Notwithstanding the stringent prohibition on crypto-related activities within the nation of China, Chinese merchants continue to find ways to bypass the prohibition and exploit crypto assets in non-traditional ways.
According to a report published by Kyros Ventures, Chinese traders possess a significant portion of stablecoins on a global scale. The report highlights that a significant proportion of Chinese investors (33.3%) possess a substantial quantity of stablecoins, second only to Vietnam’s 58.6%; this proportion suggests a greater propensity for risk.
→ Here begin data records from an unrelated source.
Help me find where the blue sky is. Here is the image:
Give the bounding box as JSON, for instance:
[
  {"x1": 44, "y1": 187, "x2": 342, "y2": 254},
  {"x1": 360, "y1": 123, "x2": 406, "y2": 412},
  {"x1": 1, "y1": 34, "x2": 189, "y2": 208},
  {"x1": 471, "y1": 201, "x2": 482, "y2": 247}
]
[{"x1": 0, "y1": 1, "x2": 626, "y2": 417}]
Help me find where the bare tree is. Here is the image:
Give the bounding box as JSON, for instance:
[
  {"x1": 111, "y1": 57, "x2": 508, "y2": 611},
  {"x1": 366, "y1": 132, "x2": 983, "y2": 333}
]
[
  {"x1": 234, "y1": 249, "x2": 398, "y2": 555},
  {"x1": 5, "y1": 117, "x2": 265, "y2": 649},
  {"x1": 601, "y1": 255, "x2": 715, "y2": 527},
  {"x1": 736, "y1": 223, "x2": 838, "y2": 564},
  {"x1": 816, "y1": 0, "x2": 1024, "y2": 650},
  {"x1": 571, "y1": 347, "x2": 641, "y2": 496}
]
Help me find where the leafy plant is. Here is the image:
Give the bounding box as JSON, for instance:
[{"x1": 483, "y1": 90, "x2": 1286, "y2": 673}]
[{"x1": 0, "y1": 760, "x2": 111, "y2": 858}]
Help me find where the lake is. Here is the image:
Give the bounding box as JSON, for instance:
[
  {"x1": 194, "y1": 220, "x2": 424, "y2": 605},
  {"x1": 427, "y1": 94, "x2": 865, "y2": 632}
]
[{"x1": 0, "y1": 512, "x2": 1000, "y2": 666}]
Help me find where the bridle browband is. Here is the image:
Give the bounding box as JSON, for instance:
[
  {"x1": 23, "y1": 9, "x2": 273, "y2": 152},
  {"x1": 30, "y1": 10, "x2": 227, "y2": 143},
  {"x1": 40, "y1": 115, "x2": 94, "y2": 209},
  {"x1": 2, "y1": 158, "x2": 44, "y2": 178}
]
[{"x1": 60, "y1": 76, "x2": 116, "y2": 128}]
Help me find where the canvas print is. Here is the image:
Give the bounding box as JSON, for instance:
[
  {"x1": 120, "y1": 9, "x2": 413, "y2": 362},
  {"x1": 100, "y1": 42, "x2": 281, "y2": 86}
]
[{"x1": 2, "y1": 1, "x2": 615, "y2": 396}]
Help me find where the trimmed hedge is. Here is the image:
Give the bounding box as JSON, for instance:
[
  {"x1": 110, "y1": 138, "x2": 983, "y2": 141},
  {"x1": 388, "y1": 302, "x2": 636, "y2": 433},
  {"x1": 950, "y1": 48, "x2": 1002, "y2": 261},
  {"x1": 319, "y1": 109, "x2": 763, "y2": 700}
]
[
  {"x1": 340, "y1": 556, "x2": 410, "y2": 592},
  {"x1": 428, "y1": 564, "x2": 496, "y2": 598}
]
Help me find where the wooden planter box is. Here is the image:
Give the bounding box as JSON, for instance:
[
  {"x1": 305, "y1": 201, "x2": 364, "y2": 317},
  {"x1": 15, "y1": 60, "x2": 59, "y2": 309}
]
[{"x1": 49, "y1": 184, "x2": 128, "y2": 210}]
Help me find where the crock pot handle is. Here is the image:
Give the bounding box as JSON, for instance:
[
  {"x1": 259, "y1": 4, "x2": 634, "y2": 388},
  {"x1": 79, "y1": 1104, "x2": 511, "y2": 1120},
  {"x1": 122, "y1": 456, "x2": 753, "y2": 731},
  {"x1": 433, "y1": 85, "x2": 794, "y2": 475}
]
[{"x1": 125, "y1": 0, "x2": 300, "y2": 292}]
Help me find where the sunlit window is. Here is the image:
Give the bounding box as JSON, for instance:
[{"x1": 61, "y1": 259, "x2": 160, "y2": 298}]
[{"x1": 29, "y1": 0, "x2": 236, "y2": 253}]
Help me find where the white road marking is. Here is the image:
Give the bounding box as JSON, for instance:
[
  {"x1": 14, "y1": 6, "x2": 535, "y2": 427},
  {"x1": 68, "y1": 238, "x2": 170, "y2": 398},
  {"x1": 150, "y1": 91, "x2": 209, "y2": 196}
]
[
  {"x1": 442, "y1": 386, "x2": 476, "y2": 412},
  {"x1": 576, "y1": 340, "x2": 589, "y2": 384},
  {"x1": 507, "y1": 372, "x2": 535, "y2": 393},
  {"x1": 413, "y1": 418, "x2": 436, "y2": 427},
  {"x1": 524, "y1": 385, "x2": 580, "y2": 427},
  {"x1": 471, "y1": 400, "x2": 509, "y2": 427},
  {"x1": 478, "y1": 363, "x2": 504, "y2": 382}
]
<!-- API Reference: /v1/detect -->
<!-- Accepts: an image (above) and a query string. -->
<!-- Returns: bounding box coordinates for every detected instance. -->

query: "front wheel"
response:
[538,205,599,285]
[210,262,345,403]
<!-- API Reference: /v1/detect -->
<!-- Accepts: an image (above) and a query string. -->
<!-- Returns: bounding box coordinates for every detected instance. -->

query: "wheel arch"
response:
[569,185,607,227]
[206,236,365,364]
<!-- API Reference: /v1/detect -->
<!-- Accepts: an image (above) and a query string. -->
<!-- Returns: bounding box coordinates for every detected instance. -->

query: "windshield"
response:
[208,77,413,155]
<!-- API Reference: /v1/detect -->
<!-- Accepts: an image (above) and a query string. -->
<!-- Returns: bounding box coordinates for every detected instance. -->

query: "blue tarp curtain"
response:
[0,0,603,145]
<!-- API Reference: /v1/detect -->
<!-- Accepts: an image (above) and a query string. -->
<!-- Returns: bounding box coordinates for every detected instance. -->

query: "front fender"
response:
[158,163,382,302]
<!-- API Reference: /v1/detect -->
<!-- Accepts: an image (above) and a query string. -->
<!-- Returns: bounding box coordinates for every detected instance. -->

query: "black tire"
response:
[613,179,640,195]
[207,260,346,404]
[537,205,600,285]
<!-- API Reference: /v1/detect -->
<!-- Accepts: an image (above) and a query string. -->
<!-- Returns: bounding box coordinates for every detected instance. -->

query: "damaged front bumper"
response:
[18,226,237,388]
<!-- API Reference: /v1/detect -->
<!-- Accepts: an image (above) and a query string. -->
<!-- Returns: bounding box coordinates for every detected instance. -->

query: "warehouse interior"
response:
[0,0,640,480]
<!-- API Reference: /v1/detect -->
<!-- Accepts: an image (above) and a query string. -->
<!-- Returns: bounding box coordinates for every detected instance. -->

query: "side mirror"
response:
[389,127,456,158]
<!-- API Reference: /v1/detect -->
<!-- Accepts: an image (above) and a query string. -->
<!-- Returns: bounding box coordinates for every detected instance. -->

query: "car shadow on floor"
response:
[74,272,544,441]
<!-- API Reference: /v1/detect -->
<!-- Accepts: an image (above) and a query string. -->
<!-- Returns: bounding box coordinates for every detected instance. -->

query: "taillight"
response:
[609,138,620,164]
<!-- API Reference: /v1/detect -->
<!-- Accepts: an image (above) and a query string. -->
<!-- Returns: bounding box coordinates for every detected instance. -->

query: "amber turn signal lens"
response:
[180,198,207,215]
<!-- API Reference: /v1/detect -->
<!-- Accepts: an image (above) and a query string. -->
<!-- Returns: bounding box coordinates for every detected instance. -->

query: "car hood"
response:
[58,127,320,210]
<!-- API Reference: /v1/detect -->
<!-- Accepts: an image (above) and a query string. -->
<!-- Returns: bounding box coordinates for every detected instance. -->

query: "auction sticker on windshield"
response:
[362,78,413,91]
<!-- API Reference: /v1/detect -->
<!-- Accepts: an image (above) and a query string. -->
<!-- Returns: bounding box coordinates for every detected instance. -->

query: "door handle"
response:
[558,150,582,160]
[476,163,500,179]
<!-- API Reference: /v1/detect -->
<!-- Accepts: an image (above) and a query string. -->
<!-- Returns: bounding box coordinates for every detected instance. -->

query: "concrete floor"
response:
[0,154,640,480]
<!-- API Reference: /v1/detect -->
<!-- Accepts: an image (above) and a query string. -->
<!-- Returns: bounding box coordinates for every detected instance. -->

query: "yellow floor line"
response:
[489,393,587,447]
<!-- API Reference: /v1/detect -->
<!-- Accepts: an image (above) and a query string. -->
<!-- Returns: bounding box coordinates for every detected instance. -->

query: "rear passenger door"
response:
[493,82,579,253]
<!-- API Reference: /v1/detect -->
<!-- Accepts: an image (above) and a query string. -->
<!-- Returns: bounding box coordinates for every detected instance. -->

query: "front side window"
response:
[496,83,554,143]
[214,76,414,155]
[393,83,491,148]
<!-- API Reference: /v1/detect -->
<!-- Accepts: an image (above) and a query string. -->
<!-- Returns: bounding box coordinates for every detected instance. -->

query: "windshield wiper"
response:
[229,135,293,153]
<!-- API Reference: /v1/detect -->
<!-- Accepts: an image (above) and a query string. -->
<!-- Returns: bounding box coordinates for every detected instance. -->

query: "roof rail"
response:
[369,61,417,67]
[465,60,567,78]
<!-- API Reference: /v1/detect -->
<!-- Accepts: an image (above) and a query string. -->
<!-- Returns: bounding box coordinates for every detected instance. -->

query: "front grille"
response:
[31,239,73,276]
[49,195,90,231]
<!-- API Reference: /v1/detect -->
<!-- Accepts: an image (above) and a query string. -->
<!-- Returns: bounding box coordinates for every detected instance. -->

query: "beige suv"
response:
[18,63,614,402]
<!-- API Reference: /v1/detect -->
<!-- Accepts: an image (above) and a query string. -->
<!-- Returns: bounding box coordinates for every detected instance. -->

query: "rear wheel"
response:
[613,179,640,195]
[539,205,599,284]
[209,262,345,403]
The Chinese government has prohibited bitcoin mining operations and the use of cryptocurrencies and cryptocurrency exchanges. Over the years, however, the local populace has developed methods to circumvent this prohibition.
China was the leading contributor to the Bitcoin network hash rate prior to the mining prohibition, which dropped to almost zero immediately after the ban was implemented. However, Chinese mining hash rate contribution climbed to second place within a year, suggesting that individuals continue to circumvent the prohibition.
Likewise, subsequent to the nation’s prohibition of centralized exchanges, Chinese merchants resorted to decentralized protocols to conduct business.
Chinese traders significantly increased their use of DeFi-based protocols in the aftermath of the ban, with some even circumventing it via virtual private networks (VPNs).